The Godfather: Peter Corris on The Grapes of Wrath
I’ve written before about how audio books have enabled me to enjoy works I found too ponderous when I tried in recent years to re-read them – books by Hardy, Trollope, Galsworthy and others. So far, two authors regarded as classic have defeated me – Melville and Dickens. I tried Moby Dick and A Tale of Two Cities and gave up. Despite the expert readings, the philosophical and moralistic meanderings away from the narrative bored me.
But, determined to pursue this course of what I consider to be self-improvement, I embarked on John Steinbeck’s The Grapes of Wrath (1939). I’d never read it. I knew what it was about, as anyone acquainted with American literature must, but I’d always skirted around it. I’d read and admired other Steinbeck books – Cannery Row (1945), Of Mice and Men (1937), East of Eden (1952), The Winter of Our Discontent (1961) – but had avoided the major work, probably because I found Steinbeck to be, though masterly, depressing and I feared that The Grapes of Wrath would be the ultimate downer. I hadn’t seen the film either because I was no admirer of Henry Fonda, whom I’d always felt was wooden.
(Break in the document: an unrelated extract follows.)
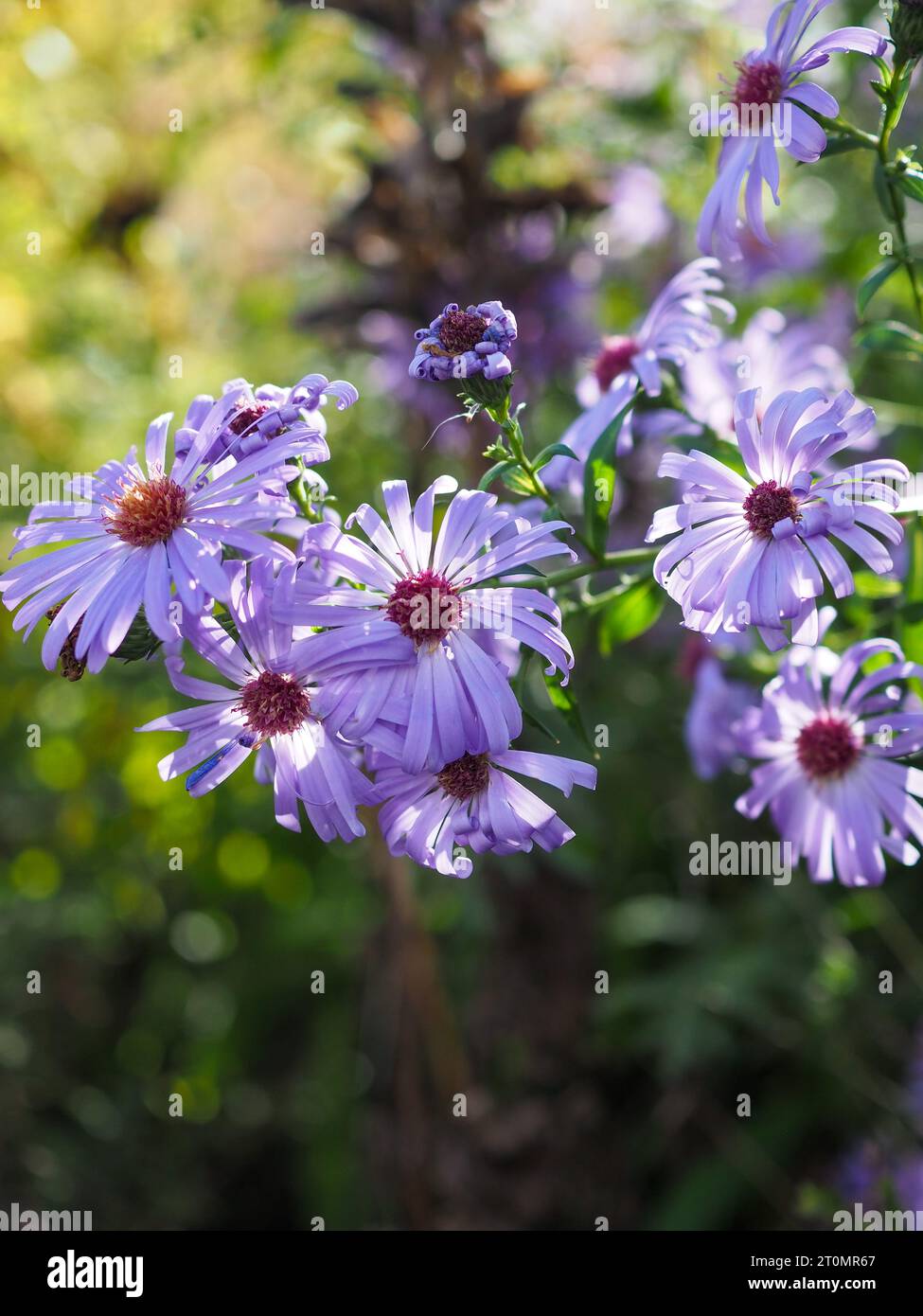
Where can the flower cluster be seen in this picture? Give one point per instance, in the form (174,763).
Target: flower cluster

Another reason for tackling the book was that it promised a week of reading if I could stick with it. Good diversion and good value.
I was rewarded. The Grapes of Wrath is one of the most powerfully moving American books I’ve encountered; up there with Harper Lee’s To Kill a Mocking Bird (1960) and Ken Kesey’s One Flew Over the Cuckoo’s Nest (1962).
In this novel the Joad family is forced off its hard-scrabble share-cropping farm and they move, three generations of them, from Oklahoma to California in an old Dodge car, virtually off the scrap heap and converted to a truck. The trials they encounter are heartbreaking. They are so poor that to part with 50 cents is a matter for serious consideration. They are ignorant beyond belief, knowing nothing beyond their immediate circumstances; they regard domestic violence as natural and embrace primitive religious practices like hysterical leaping and talking in tongues. Their only resources are the family bond and an indomitable spirit.
Chapters describing their pain-filled journey are interspersed with thematic accounts of the conditions in Depression-era rural America. Hard though the Joads’ journey west is, accompanied by sickness, death and desertion, there are moments of kindness and comfort that prevent the book from being solely a catalogue of woes. Though there are woes aplenty when they reach California – antagonistic locals, police and ‘Red’-hating strike breakers, exploitative employers, low wages, high prices and bad weather. The capitalism-inspired bleakness plays out to the end.
If the actual denouement is sentimental and unlikely, that isn’t uncommon in American literature. The Grapes of Wrath is a powerful indictment of a system that in some ways persists today, but this never overwhelms the compelling human story.
I might change my mind and watch the film if it comes my way, but I strongly suspect that, Hollywood being what it was, sentimentality will dominate over the raw anger that energises the book.